Robert Kirkman: ‘The Walking Dead’ Without Zombies? It Almost Happened


Robert Kirkman joined Oscar winning writer Jim Rash to discuss The Walking Dead on The Writer’s Room Friday night on Sundance TV.

In addition to revealing Norman Reedus’ character Daryl Dixon as his “favorite element of the show,” Kirkman also described a dramatically different scenario for The Walking Dead had it aired on the network that originally pursued it before landing with AMC:

“It actually did almost get made at NBC. When the pilot was turned in, the famous story is, one of the executives said, ‘This is awesome. I really love it. Does it have to have zombies in it?'”

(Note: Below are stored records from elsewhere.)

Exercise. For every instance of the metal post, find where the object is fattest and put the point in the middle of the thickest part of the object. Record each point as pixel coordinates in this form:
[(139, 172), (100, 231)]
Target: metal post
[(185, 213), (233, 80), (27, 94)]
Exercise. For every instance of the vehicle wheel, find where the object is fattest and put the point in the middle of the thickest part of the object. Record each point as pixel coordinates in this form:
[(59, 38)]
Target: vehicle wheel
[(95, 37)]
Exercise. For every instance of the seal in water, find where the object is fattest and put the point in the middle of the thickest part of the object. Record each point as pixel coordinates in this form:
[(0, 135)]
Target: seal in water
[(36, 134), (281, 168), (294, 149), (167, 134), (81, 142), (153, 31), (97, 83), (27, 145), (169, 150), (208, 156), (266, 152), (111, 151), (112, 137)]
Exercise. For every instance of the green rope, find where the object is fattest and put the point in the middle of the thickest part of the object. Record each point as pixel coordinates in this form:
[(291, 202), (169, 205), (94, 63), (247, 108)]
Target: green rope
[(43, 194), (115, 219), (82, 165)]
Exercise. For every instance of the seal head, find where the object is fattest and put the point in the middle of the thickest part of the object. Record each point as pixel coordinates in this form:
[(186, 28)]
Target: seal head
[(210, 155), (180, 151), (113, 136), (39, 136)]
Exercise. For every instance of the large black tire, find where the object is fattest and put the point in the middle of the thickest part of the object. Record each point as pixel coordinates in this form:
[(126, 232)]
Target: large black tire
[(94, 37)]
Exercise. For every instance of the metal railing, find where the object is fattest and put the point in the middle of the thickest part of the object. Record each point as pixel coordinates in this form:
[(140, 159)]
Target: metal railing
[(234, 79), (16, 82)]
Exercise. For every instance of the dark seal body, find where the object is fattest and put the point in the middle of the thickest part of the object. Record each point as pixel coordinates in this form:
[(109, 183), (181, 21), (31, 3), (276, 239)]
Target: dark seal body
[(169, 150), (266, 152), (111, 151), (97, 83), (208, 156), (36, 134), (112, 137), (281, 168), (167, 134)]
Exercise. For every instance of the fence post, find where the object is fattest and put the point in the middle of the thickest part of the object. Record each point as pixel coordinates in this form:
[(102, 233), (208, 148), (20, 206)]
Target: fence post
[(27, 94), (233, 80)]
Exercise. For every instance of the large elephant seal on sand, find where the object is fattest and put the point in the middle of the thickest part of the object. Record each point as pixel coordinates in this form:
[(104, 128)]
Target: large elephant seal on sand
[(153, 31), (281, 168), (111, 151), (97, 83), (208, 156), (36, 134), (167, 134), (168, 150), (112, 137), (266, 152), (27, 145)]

Robert also went on to describe Norman Reedus’ character Daryl Dixon and his origins. Based on the best selling comic book series The Walking Dead, the show has faithfully stuck to the original material for the most part. But in the case of Daryl Dixon, Kirkman mentioned that his character was created exclusively for the show:

“Norman tested for Merle, but we were very intent on having Michael Rooker play him. When we saw Norman Reedus, all the producers got together and were like ‘We love this guy. We have to get this guy on the show.’ Suddenly Merle had a brother named Daryl.”

Kirkman also went on to talk about the origins of The Walking Dead comic book series which he created in 2003. “It came from my love of zombie stories in general,” Robert said. He then went on to elaborate further on the idea of using a zombie apocalypse as the back drop for the story:

“It always occurred to me that an apocalyptic setting is such an interesting place to explore humanity and tell long form stories about survival. I always wanted to see where people went at the end of those movies. What they did next.”

Kirkman gave his thoughts as to why audiences across the world are seemingly drawn to zombie stories like Walking Dead, describing zombies as “the physical representation of everyone’s natural fear of death.” But did Kirkman know he was about to unleash a pop culture phenomenon on the world with The Walking Dead? Not really:

“I just wanted to tell a cool zombie story,” he told Rash. “It’s not like I calculated this whole thing (laughs).” Robert added: “Everything I’d done up to that point had been a massive failure. [I thought] ‘This is not going to work.’ Go figure.”

You can catch more of Robert Kirkman’s zombie hit The Walking Dead on AMC when it returns in October.